What does the chart show?
The chart below from the Economic Research Council (ERC) shows the UK average annual earnings since 1855, adjusted by the Consumer Price Index to reflect 2015 prices. Up to 2009 this is based on the Average Earnings Index compiled by the Bank of England from a number of different sources. After 2009, we have used the Office for National Statistics' data on Average Weekly Earnings. The figure for 2015 is an estimation based on the 8 months of data up to August that we have so far.
Why is the chart interesting?
Last year we reported that the 2007-2014 fall in real earnings was the worst since records began. Thankfully, 2015 has so far seen a remarkable turnaround in earnings growth, with real average earnings forecast to grow by more than 2% year-on-year.

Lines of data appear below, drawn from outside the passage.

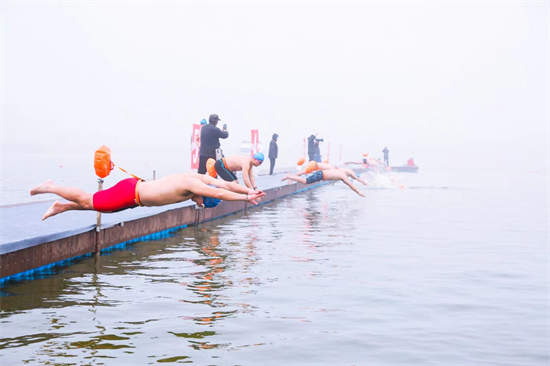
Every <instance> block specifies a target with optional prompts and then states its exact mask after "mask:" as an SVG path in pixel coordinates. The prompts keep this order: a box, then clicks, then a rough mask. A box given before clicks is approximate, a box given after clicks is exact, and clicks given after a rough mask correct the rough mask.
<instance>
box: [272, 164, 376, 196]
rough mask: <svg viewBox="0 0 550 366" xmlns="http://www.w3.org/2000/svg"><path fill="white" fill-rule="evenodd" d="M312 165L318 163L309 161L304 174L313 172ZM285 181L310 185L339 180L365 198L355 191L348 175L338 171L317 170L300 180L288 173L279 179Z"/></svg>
mask: <svg viewBox="0 0 550 366" xmlns="http://www.w3.org/2000/svg"><path fill="white" fill-rule="evenodd" d="M312 163H314V164H318V163H315V162H314V161H310V162H309V164H308V165H307V166H306V170H305V174H309V173H311V172H313V170H314V164H312ZM285 180H293V181H295V182H298V183H302V184H311V183H315V182H320V181H322V180H341V181H342V182H344V183H345V184H347V185H348V187H350V188H351V189H352V190H353V191H354V192H355V193H357V194H358V195H360V196H361V197H365V195H364V194H363V193H361V192H360V191H359V190H358V189H357V187H355V186H354V185H353V183H351V181H350V180H349V178H348V175H347V174H346V173H345V172H344V171H342V170H340V169H328V170H317V171H316V172H315V173H313V174H312V175H310V176H309V177H307V178H302V177H300V176H298V175H292V174H290V173H288V174H287V175H286V176H285V177H284V178H283V179H281V181H285Z"/></svg>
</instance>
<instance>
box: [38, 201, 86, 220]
mask: <svg viewBox="0 0 550 366" xmlns="http://www.w3.org/2000/svg"><path fill="white" fill-rule="evenodd" d="M71 210H85V208H82V206H80V205H79V204H78V203H76V202H59V201H55V202H54V203H53V205H52V206H51V207H50V208H49V209H48V211H46V213H45V214H44V216H42V220H46V219H47V218H48V217H52V216H55V215H57V214H60V213H62V212H65V211H71Z"/></svg>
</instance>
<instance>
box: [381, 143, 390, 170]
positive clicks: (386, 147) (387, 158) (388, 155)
mask: <svg viewBox="0 0 550 366" xmlns="http://www.w3.org/2000/svg"><path fill="white" fill-rule="evenodd" d="M382 152H383V153H384V162H385V163H386V165H387V166H390V158H389V156H390V150H388V147H387V146H385V147H384V150H382Z"/></svg>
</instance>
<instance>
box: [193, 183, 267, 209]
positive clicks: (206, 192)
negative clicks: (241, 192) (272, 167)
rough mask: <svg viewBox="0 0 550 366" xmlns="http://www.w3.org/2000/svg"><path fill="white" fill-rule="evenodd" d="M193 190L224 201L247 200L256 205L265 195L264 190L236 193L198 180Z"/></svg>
mask: <svg viewBox="0 0 550 366" xmlns="http://www.w3.org/2000/svg"><path fill="white" fill-rule="evenodd" d="M189 190H190V191H191V192H193V193H194V194H196V195H198V196H205V197H212V198H217V199H220V200H224V201H246V202H250V203H253V204H255V205H257V204H258V201H257V200H258V199H259V198H261V197H263V196H265V193H264V192H256V191H254V193H251V194H246V193H243V194H241V193H235V192H231V191H228V190H225V189H217V188H214V187H210V186H208V185H206V184H201V183H199V182H197V183H196V184H193V185H192V187H190V188H189Z"/></svg>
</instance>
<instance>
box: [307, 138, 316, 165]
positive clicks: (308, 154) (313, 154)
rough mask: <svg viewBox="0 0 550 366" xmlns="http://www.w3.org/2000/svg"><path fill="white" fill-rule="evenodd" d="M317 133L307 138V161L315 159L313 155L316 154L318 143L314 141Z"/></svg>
mask: <svg viewBox="0 0 550 366" xmlns="http://www.w3.org/2000/svg"><path fill="white" fill-rule="evenodd" d="M316 137H317V134H315V135H311V136H309V137H308V138H307V155H308V156H309V161H312V160H314V161H315V155H316V154H317V149H318V148H319V143H317V142H316V141H315V138H316Z"/></svg>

This would be the fastest growth since 2004, and well above the 160 year average of 1.4% (although below the average growth rate between 1975 and 2007). At this rate, earnings would surpass the previous peak in 2018 in real terms.
However, the current rapid real growth rate is partly due to the very low rate of inflation that the UK (and most other advanced economies) is experiencing. When inflation rates return to more normal levels, nominal earnings growth rates will also have to rise to maintain reasonable real growth. It is likely that it may take longer than three years to return to the level of earnings the UK enjoyed in 2007.